Logo

Solarstrom für Inseljuwel – Know-how aus dem Ländle für brasilianisches Naturparadies

Mitglieder des Solar Clusters unterbreiten Vorschlag zur vollständigen Umstellung der Energieversorgung auf erneuerbare Energien.

Badeparadies mit großem Solarenergiepotenzial: Die Insel Fernando de Noronha. Foto: Fotolia

Fernando de Noronha gilt als Insel mit dem schönsten Strand der Welt. Das UNESCO-Weltnaturerbe und der Sehnsuchtsort vieler Brasilianer soll künftig ökologischer werden.
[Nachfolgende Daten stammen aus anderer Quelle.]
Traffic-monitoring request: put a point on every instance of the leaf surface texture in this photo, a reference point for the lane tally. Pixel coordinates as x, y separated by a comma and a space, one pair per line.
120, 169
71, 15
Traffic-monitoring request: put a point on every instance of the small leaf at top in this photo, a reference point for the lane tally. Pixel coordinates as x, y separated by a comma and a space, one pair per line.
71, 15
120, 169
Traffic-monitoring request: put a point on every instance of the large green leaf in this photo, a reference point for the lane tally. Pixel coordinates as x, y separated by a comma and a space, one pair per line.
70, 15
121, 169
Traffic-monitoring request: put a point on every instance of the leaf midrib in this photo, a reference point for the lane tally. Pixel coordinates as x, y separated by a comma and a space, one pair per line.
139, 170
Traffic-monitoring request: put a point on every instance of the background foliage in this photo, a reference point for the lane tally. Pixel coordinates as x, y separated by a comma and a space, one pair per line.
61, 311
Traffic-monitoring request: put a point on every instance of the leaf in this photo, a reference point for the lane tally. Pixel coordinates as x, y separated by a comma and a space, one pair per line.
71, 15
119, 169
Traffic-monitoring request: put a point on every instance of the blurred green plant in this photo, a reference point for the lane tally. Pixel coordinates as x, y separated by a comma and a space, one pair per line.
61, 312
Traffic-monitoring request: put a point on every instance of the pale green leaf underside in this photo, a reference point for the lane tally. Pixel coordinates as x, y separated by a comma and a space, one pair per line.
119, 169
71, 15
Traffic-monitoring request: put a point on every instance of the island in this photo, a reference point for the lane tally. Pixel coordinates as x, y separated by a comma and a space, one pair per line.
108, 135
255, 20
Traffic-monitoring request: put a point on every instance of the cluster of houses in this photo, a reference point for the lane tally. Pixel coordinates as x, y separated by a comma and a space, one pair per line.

Unternehmen und Forschungsinstitute aus dem Solar Cluster Baden-Württemberg wollen die Energieversorgung des brasilianischen Archipels vollständig auf erneuerbare Energien umstellen. Am 21. Oktober übergab Solar-Cluster-Geschäftsführer Dr. Carsten Tschamber in Recife einen entsprechenden Projektvorschlag dem Wissenschaftsminister des Bundesstaates Pernambuco, José Antônio Bertotti. Derzeit sind die rund 3.000 Einwohner der Hauptinsel und die zahlreichen Touristen noch fast vollständig auf Strom aus Dieselgeneratoren angewiesen. Die deutsch-brasilianische Kooperation begann mit einer Anfrage aus Brasilien nach Know-how aus dem Südwesten Deutschlands. Für die baden-württembergischen Unternehmen wäre das millionenschwere Projekt ein Einstieg in den südamerikanischen Markt.

„Sonne, Strand und Solarenergie, das passt hervorragend zusammen“, sagt Carsten Tschamber. „Der Ort für unser Projekt ist ideal.“ Auf der in Äquatornähe liegenden Inselgruppe scheint die Sonne durchschnittlich 7,9 Stunden täglich. Als Alternative zur Stromgewinnung aus Dieselgeneratoren drängt sich die Photovoltaik daher geradezu auf. Der Vorschlag der Branchenvereinigung sieht einen kräftigen Ausbau der Solarenergie vor, aber auch der Windkraft. Zum Ausgleich der schwankenden Ökostromeinspeisung sollen Batteriespeicher eingesetzt werden. Mit der Umstellung der Stromversorgung könnten bis zu 3,7 Millionen Liter Diesel im Jahr und viele Tonnen CO2 eingespart werden, so Tschamber. Auch zur klimafreundlichen Mobilität und zur Trinkwasserversorgung macht das Papier Vorschläge. Insgesamt beziffert Tschamber das Umsatzpotenzial auf mehrere Millionen Euro. Besonders interessant sei das Projekt als Referenz, damit könnten die baden-württembergischen Firmen in der Region werben.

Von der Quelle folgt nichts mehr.